JK Rowling says new book about transphobia backlash ‘genuinely wasn’t’ inspired by real life

JK Rowling

JK Rowling has said her new novel The Ink Black Heart “genuinely wasn’t” inspired by backlash to her comments on the trans community. 

The 57-year-old author’s latest crime novel follows a female fantasy cartoon creator hounded by online fans and accused of transphobia before being murdered.

Running to more than 1,000 pages, the book has been widely mocked by those who saw the plot as a thinly-veiled attack on Rowling’s critics.

The Harry Potter author continues to make headlines for her “gender-critical” views and social media posts often praising those with anti-trans views.

During a podcast interview with Graham Norton on Virgin Radio, Rowling put any parallels between her new book’s plot and her life down to coincidences.

As reported in the Independent, Rowling said: “I’d written the book before certain things happened to me online.”

“I said to my husband: ‘I think everyone’s going to see this as a response to what happened to me,’ but it genuinely wasn’t.

“The first draft of the book was finished at the point certain things happened.”

The Ink Black Heart is the latest instalment in JK Rowling’s Cormoran Strike crime thriller series, which she writes under the pseudonym Robert Galbraith. 

The release of the book has been met with ridicule on social media.

One person took to Twitter and sarcastically wrote: “Finally somebody is speaking up about the plight of poor multi-millionaires who get criticised for the things they write and say”. 

Another said: “JK Rowling has turned winning old arguments while you’re in the shower into a literary genre.” 

Recently Rowling attracted criticism for praising the work of anti-trans commentator Matt Walsh during a Twitter spat which took place after Walsh weighed in on Macy Gray being accused of transphobia. She later distanced herself from Walsh.
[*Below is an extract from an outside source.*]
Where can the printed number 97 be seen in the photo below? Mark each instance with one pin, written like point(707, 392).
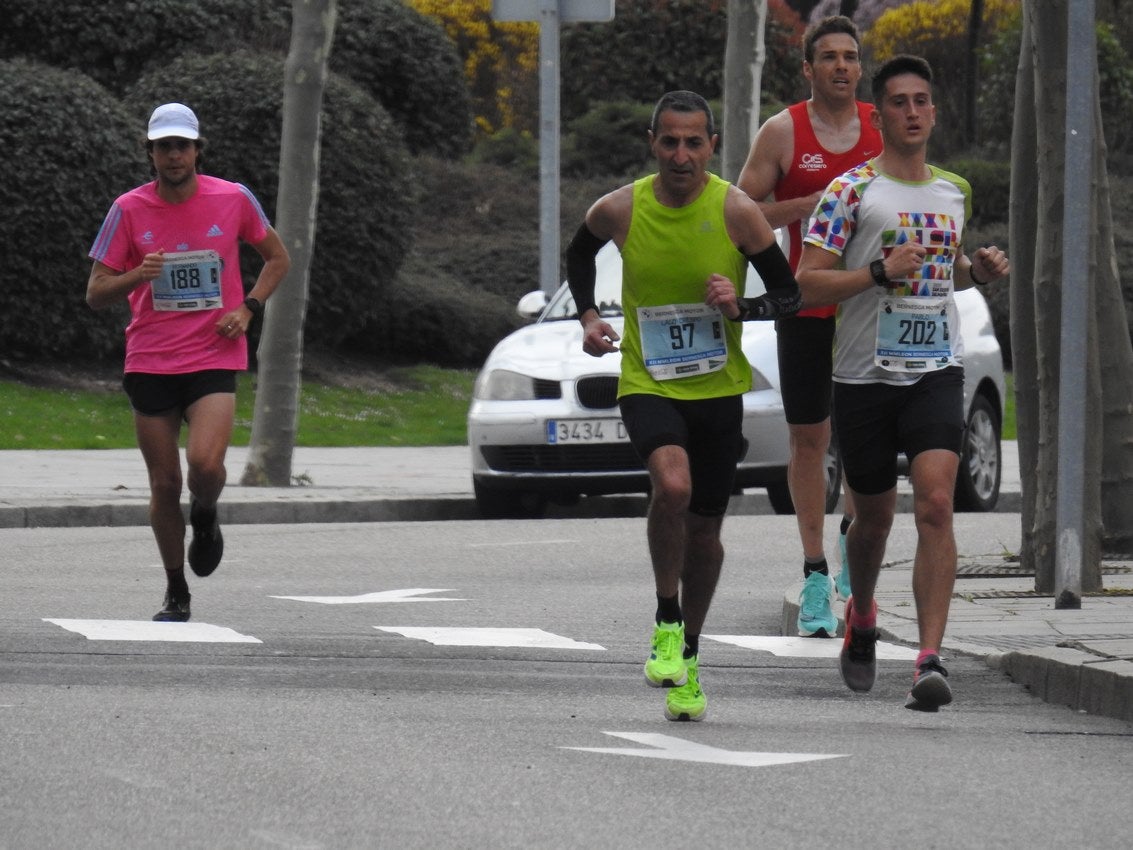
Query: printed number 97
point(186, 278)
point(681, 336)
It follows Gray being asked what her definition of “woman” was, to which she replied that it was a “human being with boobs” and a “vagina” for a “start”. Gray later apologised.

Rowling also came under fire for claiming “vulnerable women” are at risk in a US prison because of trans inmates, while seemingly ignoring extensive, horrific abuse by guards at the same facility. 
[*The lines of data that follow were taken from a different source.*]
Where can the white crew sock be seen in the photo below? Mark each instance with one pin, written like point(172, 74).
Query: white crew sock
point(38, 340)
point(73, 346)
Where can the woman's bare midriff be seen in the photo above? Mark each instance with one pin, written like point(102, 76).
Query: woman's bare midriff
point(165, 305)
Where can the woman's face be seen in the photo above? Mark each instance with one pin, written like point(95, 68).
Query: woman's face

It comes after author Joanne Harris was bombarded with death threats from trolls in the wake of comments from Rowling, who accused Harris of not standing up for authors who have been called out for their gender-critical ideology.

Harris denied this, saying she supports both the “trans community” and “free speech”. 

JK Rowling denies that she is transphobic. PinkNews contacted the author’s representative for comment.